I have worked in many organizations that had mission statements. Straying too far from the mission might result in long term problems.
Knowing the mission is a little different than fulfilling it. For example, I often give talks on mission. I ask the question of the audience what they think is the mission of an Air Force hospital.
The answers I get are usually medical related. They talk about taking care of patients on an everyday basis. The problem is those answers are wrong.
The purpose of an Air Force hospital is to support the air power mission during times of war. Hospital personnel do that directly by deploying with the pilots and aircraft. They take care of all the individuals who support that deployment.
They do that indirectly by assuring the deployed individuals that the families they left behind will not have to worry about medical care.
One of the missions that we all have is being a part of a family. One might ask what is the mission of a family. The basic mission is to be a successful family.
There are some families that lose their way. They argue about silly things. They hold grudges for years.

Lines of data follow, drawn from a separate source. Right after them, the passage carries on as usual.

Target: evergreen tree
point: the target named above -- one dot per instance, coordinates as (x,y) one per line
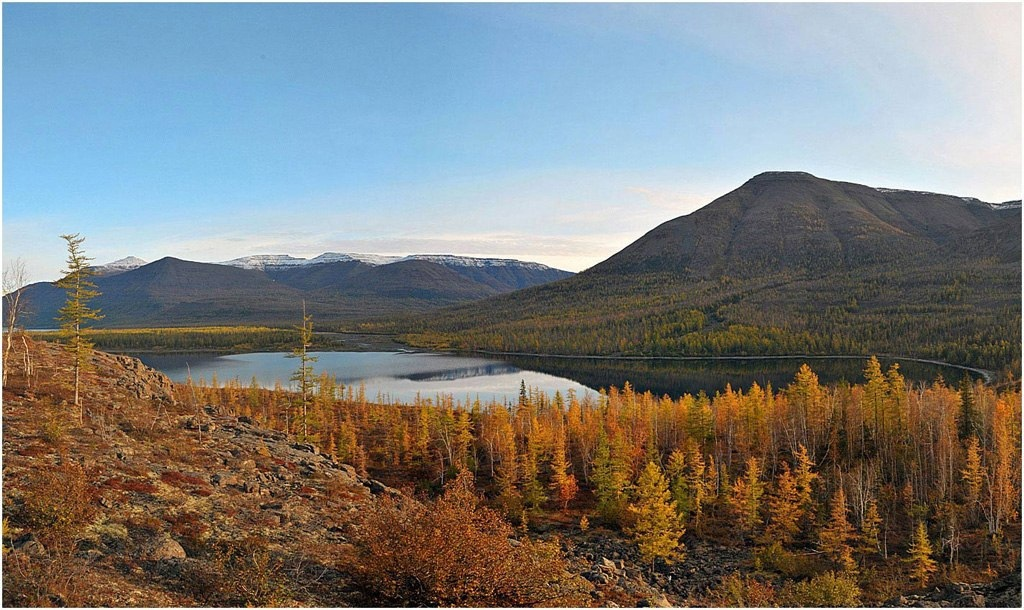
(609,480)
(76,311)
(656,525)
(967,421)
(696,485)
(973,474)
(805,480)
(783,508)
(303,376)
(532,490)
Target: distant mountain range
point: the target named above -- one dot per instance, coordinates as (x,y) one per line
(788,263)
(270,289)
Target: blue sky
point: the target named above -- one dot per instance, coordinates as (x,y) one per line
(555,133)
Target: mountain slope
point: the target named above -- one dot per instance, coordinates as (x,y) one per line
(785,264)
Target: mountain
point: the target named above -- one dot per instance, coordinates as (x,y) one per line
(119,266)
(787,263)
(500,274)
(270,289)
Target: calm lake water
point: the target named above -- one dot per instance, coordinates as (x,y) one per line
(400,376)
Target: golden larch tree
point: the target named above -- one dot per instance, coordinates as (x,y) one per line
(656,525)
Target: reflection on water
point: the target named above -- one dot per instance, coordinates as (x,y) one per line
(676,378)
(400,376)
(390,376)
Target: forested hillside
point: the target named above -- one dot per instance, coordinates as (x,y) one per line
(785,264)
(171,292)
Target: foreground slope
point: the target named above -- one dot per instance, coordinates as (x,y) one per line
(787,263)
(154,497)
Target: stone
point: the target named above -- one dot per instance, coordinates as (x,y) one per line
(169,549)
(29,545)
(223,479)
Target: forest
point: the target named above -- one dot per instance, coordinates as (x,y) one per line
(857,488)
(206,339)
(966,314)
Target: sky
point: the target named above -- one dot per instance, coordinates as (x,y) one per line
(551,133)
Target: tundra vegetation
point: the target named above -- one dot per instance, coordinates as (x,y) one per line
(847,490)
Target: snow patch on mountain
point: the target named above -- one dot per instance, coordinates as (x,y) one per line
(125,264)
(264,261)
(466,261)
(370,259)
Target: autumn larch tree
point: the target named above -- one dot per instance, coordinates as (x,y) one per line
(563,483)
(747,494)
(76,312)
(656,525)
(922,564)
(838,532)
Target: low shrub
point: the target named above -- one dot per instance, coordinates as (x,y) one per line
(242,573)
(58,502)
(791,565)
(825,591)
(454,553)
(736,591)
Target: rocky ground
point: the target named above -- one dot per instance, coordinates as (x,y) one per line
(187,506)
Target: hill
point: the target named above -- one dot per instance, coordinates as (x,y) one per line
(787,263)
(269,290)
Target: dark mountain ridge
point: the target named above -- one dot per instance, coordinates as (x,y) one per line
(175,292)
(793,221)
(787,263)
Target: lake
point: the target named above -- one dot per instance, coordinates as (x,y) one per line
(400,376)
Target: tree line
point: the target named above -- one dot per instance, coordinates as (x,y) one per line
(862,477)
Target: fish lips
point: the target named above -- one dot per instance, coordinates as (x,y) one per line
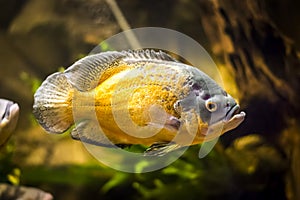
(233,119)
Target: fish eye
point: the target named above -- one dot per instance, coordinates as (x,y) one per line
(205,96)
(211,106)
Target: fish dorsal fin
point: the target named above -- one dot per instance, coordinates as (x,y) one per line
(88,72)
(148,55)
(85,74)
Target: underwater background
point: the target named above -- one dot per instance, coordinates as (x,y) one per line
(255,44)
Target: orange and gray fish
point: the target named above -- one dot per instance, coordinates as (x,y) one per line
(128,90)
(9,113)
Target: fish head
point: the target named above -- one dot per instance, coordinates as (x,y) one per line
(214,107)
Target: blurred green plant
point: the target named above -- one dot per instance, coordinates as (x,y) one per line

I grew up in a typical Italian household. It was all about family. We had meals together. We visited relatives together. We laughed together and we played together. I have one sister living in Bridgeville. There is another living in Millsboro. They sing with my wife in Our Lady of Lourdes church choir on Saturday evening. We go out to dinner afterward.
We still have meals together. They still gather at my house when my daughters come to visit. We laugh and we play together.
The mental health of every family is dependent upon its interaction with each other. Those interactions occur on a daily basis. However, there are certain times when they can be fostered.
Those include mealtimes. Those include vacations.
When my daughters were growing up, we always ate the evening meal together. The exception was when I was taking care of a sick patient. The dinner table rule was no TV at the dinner table.
Dinner is a time for talking. It is a time for sharing. It is time for being a family. I used to like to take them to restaurants because the dinner was longer in time than what we had at home.
Vacation time is for spending together. My daughters did not play weekend sports. The weekends were reserved for family time. When I was not on call, we would often travel. I was assigned to Andrews AFB for 8 years. When we left my daughters were 13, 10 and 7. They knew downtown DC and the Smithsonian museums very well.
We now have 10 grandchildren. We have taken family trips to Tennessee, Myrtle Beach and Lake Anna, Virginia with them all. Meals still included everyone. The new rule is no electronics at the dinner table.
Everyone depends on those around them to support their mental health needs. There is a limited time that we are given to spend with those we love. We need to take advantage of every minute of that. It will keep our minds committed to our true mission in life.
ADDENDUM
The grief reaction is always predictable. It goes from denial to anger to bargaining to mourning and acceptance. The current reaction to President Biden’s debate performance is not a political one. It is a medical one. After the debate there was denial in the form of “I can’t believe it”. There was a rapid movement to anger about it. That has now been replaced by bargaining. Some people are in the support Biden camp and some are in the replace Biden camp. At some point one of those groups will move on to mourning and acceptance of the eventual outcome.